If you would try to describe the outside appearance of the typical loyal North Little Rock policeman, each and every attribute could be attributed to Officer Keith Phifer. He was all business in our first meeting. After formal introductions, a stern lecture of what precautions to take was given. He gave us pause as to how well he would be received by our young adult campers. To summarize in current youth terminology, “he don’t play." However, he gave us all confidence that North Little Rock’s finest (literally) could handle anything.
Then the reports from the campers started coming in. “He prayed with us! How awesome is that!” It only took one day for Officer Keith to be an official and permanent OMPer. He drove by nearly every site on every day. His presence at neighbor night at King Solomon Baptist Church capped an amazing week. How appropriate was it that he shared his whole family with his new OMP family that night.
A group of 50 young servant hearts from the Central Texas Conference of Youth in Mission (CTCYM) happened to be staying at McCabe UMC in Dark Hollow the same week of our camp. They were working in Little Rock and Sherwood primarily. It was a natural gesture to extend an invitation to them for our neighbor night at King Solomon.
We saw the OMP glow in them and their clients (neighbors) that participated. The youth were filled with the energy that one gets from following Jesus’ example of serving others unconditionally and non-judgmentally. The transformation is instantly recognizable in the smiles and eyes of the clients, youth and adults. They had an amazing week as well as our OMP camp.
Lean on Me
“You pick the four songs and we will follow your lead.” College staff Jim Curry had earned that trust. Our worship experience had been outstanding all week long and the music was a huge part of that. “Be ready for a diverse audience and experience” was the only coaching given for our amazing night at King Solomon.
We started with “Amazing Grace” sung in the traditional manner led by Jim and Olivia. It appeals to every one of all ages. It is timeless and the absolute perfect song. We followed with a couple of praise songs familiar to even our Texas friends and finished arm and arm, swaying in time, to “Lean on Me.” The Lakewood UMC minister, Richard Lancaster, was in a shoulder to shoulder embrace with Rev. Lamont Dotson of King Solomon Baptist Church swaying to the music and immersed in the Holy Spirit.

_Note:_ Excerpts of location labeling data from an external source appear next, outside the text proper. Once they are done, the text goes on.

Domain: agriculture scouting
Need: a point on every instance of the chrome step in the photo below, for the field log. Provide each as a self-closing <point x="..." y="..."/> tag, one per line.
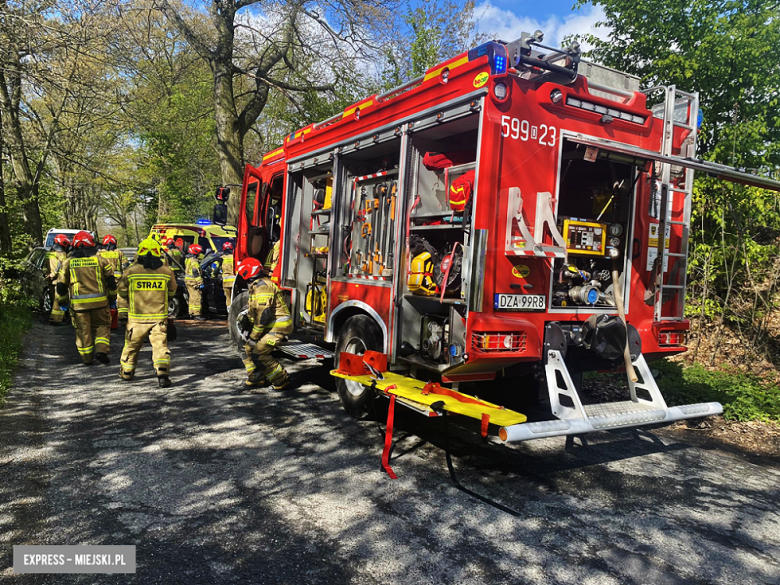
<point x="557" y="428"/>
<point x="645" y="407"/>
<point x="306" y="351"/>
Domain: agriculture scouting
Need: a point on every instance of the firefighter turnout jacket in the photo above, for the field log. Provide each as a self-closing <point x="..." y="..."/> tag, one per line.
<point x="54" y="260"/>
<point x="88" y="280"/>
<point x="267" y="310"/>
<point x="228" y="270"/>
<point x="116" y="258"/>
<point x="147" y="286"/>
<point x="147" y="291"/>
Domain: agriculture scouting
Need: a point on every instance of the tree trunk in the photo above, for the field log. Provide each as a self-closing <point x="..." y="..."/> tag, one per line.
<point x="230" y="143"/>
<point x="26" y="180"/>
<point x="5" y="230"/>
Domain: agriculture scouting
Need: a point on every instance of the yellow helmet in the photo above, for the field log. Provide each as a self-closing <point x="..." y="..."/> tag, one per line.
<point x="149" y="246"/>
<point x="420" y="281"/>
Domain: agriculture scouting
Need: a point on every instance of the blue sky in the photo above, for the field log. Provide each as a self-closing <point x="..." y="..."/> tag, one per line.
<point x="555" y="18"/>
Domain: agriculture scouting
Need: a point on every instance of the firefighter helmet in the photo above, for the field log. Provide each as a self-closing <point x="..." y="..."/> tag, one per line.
<point x="249" y="268"/>
<point x="149" y="246"/>
<point x="83" y="239"/>
<point x="420" y="273"/>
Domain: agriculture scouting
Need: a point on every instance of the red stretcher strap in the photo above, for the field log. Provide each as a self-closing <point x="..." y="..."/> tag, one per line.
<point x="389" y="439"/>
<point x="485" y="423"/>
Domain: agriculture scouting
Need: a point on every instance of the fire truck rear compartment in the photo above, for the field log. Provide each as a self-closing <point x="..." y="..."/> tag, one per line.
<point x="434" y="290"/>
<point x="594" y="217"/>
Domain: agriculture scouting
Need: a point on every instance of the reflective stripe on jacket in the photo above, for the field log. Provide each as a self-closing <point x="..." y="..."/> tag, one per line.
<point x="267" y="310"/>
<point x="228" y="270"/>
<point x="192" y="270"/>
<point x="116" y="258"/>
<point x="86" y="279"/>
<point x="148" y="291"/>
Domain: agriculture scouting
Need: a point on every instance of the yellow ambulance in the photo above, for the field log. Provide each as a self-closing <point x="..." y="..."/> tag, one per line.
<point x="204" y="233"/>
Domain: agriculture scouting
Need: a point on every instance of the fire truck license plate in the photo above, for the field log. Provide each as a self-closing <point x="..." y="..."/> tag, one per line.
<point x="505" y="302"/>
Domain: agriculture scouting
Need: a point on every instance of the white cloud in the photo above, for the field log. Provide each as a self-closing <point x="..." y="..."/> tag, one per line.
<point x="507" y="26"/>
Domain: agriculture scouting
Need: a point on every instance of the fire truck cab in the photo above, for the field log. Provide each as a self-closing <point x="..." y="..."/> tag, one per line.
<point x="515" y="214"/>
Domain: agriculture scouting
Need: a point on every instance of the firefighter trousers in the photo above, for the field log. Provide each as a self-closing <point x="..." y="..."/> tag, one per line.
<point x="122" y="309"/>
<point x="92" y="331"/>
<point x="135" y="335"/>
<point x="260" y="355"/>
<point x="57" y="314"/>
<point x="193" y="288"/>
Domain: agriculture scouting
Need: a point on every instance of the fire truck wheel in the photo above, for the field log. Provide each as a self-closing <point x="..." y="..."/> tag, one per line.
<point x="235" y="317"/>
<point x="359" y="334"/>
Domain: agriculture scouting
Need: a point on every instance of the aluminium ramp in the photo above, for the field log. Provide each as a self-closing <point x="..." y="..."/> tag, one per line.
<point x="646" y="407"/>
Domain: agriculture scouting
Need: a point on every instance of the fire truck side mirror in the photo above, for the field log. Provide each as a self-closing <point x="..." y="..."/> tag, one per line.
<point x="219" y="216"/>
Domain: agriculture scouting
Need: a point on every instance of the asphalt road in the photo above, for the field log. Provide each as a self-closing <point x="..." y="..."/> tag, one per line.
<point x="215" y="484"/>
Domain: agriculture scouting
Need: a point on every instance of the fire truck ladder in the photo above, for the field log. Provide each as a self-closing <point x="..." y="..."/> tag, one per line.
<point x="679" y="110"/>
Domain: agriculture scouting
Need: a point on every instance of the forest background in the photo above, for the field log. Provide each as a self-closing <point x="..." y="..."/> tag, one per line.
<point x="117" y="114"/>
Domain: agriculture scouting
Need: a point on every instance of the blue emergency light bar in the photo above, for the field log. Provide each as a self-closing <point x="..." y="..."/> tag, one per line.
<point x="497" y="56"/>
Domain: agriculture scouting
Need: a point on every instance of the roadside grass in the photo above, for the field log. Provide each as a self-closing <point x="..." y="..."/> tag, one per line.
<point x="15" y="319"/>
<point x="744" y="396"/>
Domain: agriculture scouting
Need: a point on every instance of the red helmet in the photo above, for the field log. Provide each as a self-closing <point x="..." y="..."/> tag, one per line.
<point x="83" y="240"/>
<point x="249" y="268"/>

More than any other year, our provocative theme took our camp to uncomfortable places invoking raw emotions especially during sharing. What is it about the OMP format that gives campers the courage and words to share their most intimate feelings after only a few days?
An OMP Icon
Ms. Frankie is a major source of client sheets for our Lakewood camp. Her vetting of neighbors has ensured quality experiences for hundreds of campers the last 6 years of our camp. On a visit to pick up some client sheets, we noticed that her house was peeling very badly. She refused to turn in a sheet for herself. After gentle debate, a form was completed for her.
Four family groups scraped for two days and painted for one to make her proud of her home and as always proud of the campers. During one of these days, the police arrived next door to address a very loud domestic disturbance. When the police left the neighborhood the attitude and emotional climate was still somewhat volatile. Enter Ms. Frankie.
“How yall doing over here? Is everyone OK?” chimed her gentle and respect filled voice. She knew exactly what was needed. She cares so much. Her neighbors respect her so much. She added her Christ filled heart on the very explosive situation to create the calm. The positive example played out very noticeably to many impressionable campers and volunteers.